Une décision conforme à la Constitution

Le politologue tessinois Nenad Stojanović a enseigné aux Universités de Zurich et de Lucerne. Il est actuellement chercheur pour le Fonds national suisse à l’Université de Genève. ZvG

Sur le plan formel, la décision du Parlement est toutefois conforme à la Constitution, affirme le politologue Nenad Stojanović. Il rappelle que les Chambres ont le droit d’édicter des lois qui limitent la souveraineté des cantons, à condition qu’elles soient constitutionnelles. «Pendant longtemps, on a plutôt considéré que les lois cantonales sur les salaires minimaux auraient été anticonstitutionnelles, notamment en raison du principe de ‘liberté économique’ garantie par l’article 27 de la Constitution», souligne-t-il.

La perspective a changé en 2017, lorsqu’un jugement du Tribunal fédéral a reconnu au canton de Neuchâtel le droit de légiférer en la matière. La plus haute juridiction du pays a en effet considéré que le salaire minimum est une mesure de politique sociale et non pas de politique économique, car son but est de lutter contre le phénomène des «working poors».

D’un point de vue politique, l’acceptation de la motion est plus contestable, estime Nenad Stojanović. «Il est politiquement problématique que le Parlement intervienne pour casser des décisions qui ont été prises par le peuple au niveau cantonal et légitimées par le Tribunal fédéral», analyse-t-il. Le politologue constate que la décision s’inscrit dans un contexte plus général: «Depuis plusieurs décennies, on observe une centralisation du pouvoir en Suisse. De plus en plus de compétences cantonales ont été transférées au niveau fédéral à la suite de vote du Parlement ou d’initiatives populaires acceptées par le peuple.»

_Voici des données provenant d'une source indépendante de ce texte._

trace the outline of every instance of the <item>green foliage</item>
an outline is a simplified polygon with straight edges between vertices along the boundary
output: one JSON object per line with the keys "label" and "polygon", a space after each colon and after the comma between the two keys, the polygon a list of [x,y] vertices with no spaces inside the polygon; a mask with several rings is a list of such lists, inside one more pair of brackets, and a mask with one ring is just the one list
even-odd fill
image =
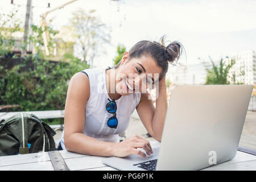
{"label": "green foliage", "polygon": [[208,75],[206,78],[205,84],[230,84],[228,80],[230,69],[235,64],[235,60],[232,60],[230,63],[227,65],[223,59],[220,62],[219,67],[216,65],[212,60],[210,58],[212,67],[206,68]]}
{"label": "green foliage", "polygon": [[17,12],[14,10],[8,14],[0,13],[0,56],[12,52],[15,42],[13,34],[20,30],[21,21]]}
{"label": "green foliage", "polygon": [[11,70],[0,68],[4,75],[0,89],[5,92],[0,93],[0,102],[19,104],[22,111],[64,109],[67,82],[75,73],[88,68],[77,59],[68,63],[33,59],[30,61],[34,69],[24,71],[28,61],[24,60]]}
{"label": "green foliage", "polygon": [[[34,68],[24,71],[28,61],[32,61]],[[1,66],[3,77],[0,77],[0,103],[19,104],[20,111],[64,109],[67,81],[76,73],[88,68],[75,57],[68,63],[25,59],[11,70]]]}
{"label": "green foliage", "polygon": [[119,44],[117,46],[117,56],[113,60],[114,61],[114,65],[116,65],[121,60],[123,57],[123,53],[126,52],[126,48],[125,46]]}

La Suisse n’a pas suivi la tendance

Le Conseil fédéral est désormais chargé de mettre en œuvre la motion. L’Union syndicale suisse (USS) a déjà annoncé qu’elle combattrait le projet «par tous les moyens nécessaire». Un référendum sera ainsi probablement lancé.

La Suisse est l’un des seuls pays d’Europe à ne pas avoir instauré de salaire minimum à l’échelle nationale. Sur un total de 5 millions de salariés, seuls 1,7 millions sont soumis à une CCT qui prévoit un salaire minimum, selon le syndicat Unia.

La mesure s’est pourtant généralisée dans les pays développés après la crise des années 1930. À l’heure actuelle, 21 des 27 pays de l’Union européenne prévoient des salaires minimums fixés par la loi. Les six autres pays ont fixé un salaire minimum par branche ou prévoient qu’ils soient déterminés par négociation entre les partenaires sociaux.